This works well, but it takes some time. We should to this once for every text and save the result. But this is a task not for this notebook.
- The bottleneck is the punctuation correction.
- If we do this for more data than just benchmark stuff, we might need to see if we can make it faster
- maybe we do not need a punctuation correction for every text. 
- maybe the punctuation is better if we change to the original whisper or quantize less. 

In [None]:
def get_text_within_token_limit(sentences, tokenizer, token_limit):
    result = []
    cur_token_len = 0

    for sentence in sentences:
        new_token_len= len(tokenizer.tokenize(sentence))
        if cur_token_len + new_token_len <= token_limit:
            result.append(sentence)
            cur_token_len += new_token_len
        else:
            break


    return result, cur_token_len

In [None]:
result, cur_token_len = get_text_within_token_limit(sentences_bigger_text,llama_tokenizer, 400)
result, cur_token_len

Looks good.
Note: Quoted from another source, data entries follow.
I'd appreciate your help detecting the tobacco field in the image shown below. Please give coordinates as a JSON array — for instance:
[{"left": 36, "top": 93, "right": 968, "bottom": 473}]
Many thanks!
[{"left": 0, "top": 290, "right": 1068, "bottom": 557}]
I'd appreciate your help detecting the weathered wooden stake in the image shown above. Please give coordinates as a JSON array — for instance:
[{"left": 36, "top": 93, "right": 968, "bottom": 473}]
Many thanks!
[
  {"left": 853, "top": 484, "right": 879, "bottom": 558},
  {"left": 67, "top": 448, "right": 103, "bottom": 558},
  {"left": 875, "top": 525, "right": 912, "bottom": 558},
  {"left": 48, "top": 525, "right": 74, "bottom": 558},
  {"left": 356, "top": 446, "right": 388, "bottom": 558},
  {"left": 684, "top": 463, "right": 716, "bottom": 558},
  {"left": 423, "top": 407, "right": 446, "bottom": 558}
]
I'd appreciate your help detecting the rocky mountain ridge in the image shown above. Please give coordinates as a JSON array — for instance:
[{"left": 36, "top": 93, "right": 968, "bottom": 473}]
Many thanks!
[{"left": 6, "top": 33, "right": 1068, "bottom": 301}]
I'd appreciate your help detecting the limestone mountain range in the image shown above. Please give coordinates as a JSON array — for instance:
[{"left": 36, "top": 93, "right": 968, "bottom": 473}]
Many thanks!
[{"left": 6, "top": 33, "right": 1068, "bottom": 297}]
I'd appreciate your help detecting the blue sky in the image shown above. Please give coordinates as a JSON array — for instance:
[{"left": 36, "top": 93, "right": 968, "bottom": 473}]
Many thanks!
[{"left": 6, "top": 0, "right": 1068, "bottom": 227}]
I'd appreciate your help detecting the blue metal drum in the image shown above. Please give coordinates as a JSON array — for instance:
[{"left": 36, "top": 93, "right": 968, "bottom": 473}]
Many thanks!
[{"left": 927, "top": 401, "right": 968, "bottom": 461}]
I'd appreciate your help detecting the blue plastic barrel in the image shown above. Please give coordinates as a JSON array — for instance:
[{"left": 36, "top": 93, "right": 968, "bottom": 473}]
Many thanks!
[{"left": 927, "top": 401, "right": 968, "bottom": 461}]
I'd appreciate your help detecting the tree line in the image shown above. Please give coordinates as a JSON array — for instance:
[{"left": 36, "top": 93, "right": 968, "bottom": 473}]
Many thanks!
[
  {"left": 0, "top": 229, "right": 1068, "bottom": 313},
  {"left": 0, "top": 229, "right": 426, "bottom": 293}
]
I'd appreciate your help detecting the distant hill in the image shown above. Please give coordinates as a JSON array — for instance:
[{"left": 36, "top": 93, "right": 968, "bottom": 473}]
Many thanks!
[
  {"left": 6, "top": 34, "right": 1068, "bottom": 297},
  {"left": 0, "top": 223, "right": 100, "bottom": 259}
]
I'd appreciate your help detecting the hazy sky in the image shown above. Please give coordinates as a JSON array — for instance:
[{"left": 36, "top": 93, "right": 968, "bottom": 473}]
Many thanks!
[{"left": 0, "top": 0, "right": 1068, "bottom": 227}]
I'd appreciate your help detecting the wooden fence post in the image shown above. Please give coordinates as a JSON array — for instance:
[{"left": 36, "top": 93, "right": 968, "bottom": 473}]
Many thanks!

Lets get the correct timestamps. 

In [None]:
#turn list of sentences in normal str
result_str = " ".join(result)
result_str

In [None]:
find_timestamps_of_text(bigger_text,result_str)

In [None]:
bigger_text

In [None]:
extract_entries(bigger_text)

Lets combione all that in a function, that gets a text and then returns random subpieces of that text. 

In [None]:
bigger_line_dict = extract_entries(bigger_text)


In [None]:
import numpy as np
import os

def create_pieces_of_text(filepath, punc_model, chance = 0.15, max_token_limit = 400):
    start_time = time.time()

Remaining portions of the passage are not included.